Apiyo notes that stigma is not only distressing, but it has forced many people who had started treatment to abandon it, for fear of being seen at the hospital and labeled.

“Some patients instead choose to send relatives to refill their medication for them. Yet each patient needs to go personally for them to be assessed and advised accordingly,” Apiyo said.

Apart from the verbal abuse, Apiyo said she wished for her family to support her with a source of livelihood. However, she stopped only in Primary four, when her brothers continued with their studies.

It was her primary school that trained her in making table mats. But she spent four years doing that.

“Not that I was so dumb to finish the course in three months, or upgrade. It was because my family did not support me with a start-up kit to start earning from my skill,” she said.

Instead, her father saw that she had become of age and started looking at her as a source of money in form of dowry and one night set up a man to rape her from her room.

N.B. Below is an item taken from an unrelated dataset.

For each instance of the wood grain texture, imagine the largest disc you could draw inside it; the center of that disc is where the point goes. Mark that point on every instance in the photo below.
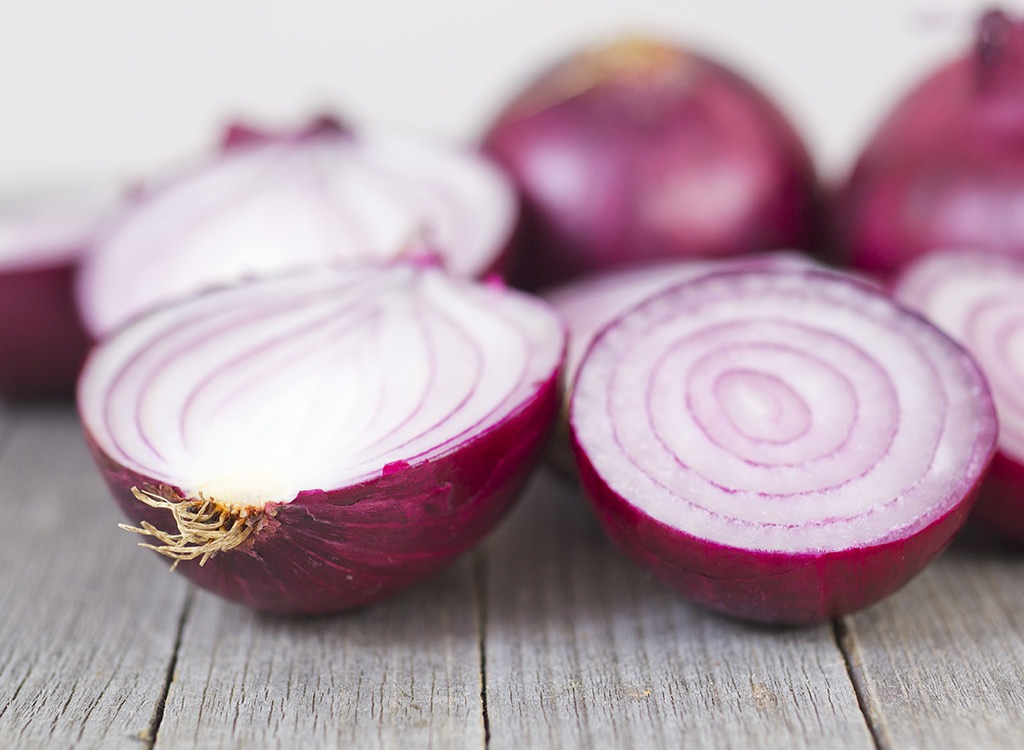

“When the man was arrested, he confessed that my father convinced him to do it.”

Apiyo was only 15 years then. The man who was sent to rape her was tested HIV positive and was jailed for six years. After the incident; “My father chose to hurt me with words daily and openly said he wished me dead.”

In 2014, when the Gulu Disabled Persons Union announced that they were enrolling people in sweater knitting, Apiyo applied and was admitted and trained for six months.

In 2015, Apiyo and eight other persons with mental and physical disabilities were given a special grant by the then Gulu municipality to start a business in sweater knitting. The group made money by getting contracts to make school sweaters. Then Apiyo decided to leave home.

“I left home because I did not want to be stressed by the people who should love me. My head could always spin. I got regular fits because of the constant insults. But that has not happened since I left home.”

This year, Apiyo got a grant of 2.5 million shillings from Kuonyesha, to boost her business. She used part of the money to train five other women with mental illness for three months in sweater knitting, and buy machines for her business.

Although the business does not bring a lot of money now that the schools that used to be my main clients are closed, she says it has given her peace of mind.

“Sometimes I worry about how I will pay rent the following month. But the financial challenge is not pain-inducing like the words my dad used on me,” she said.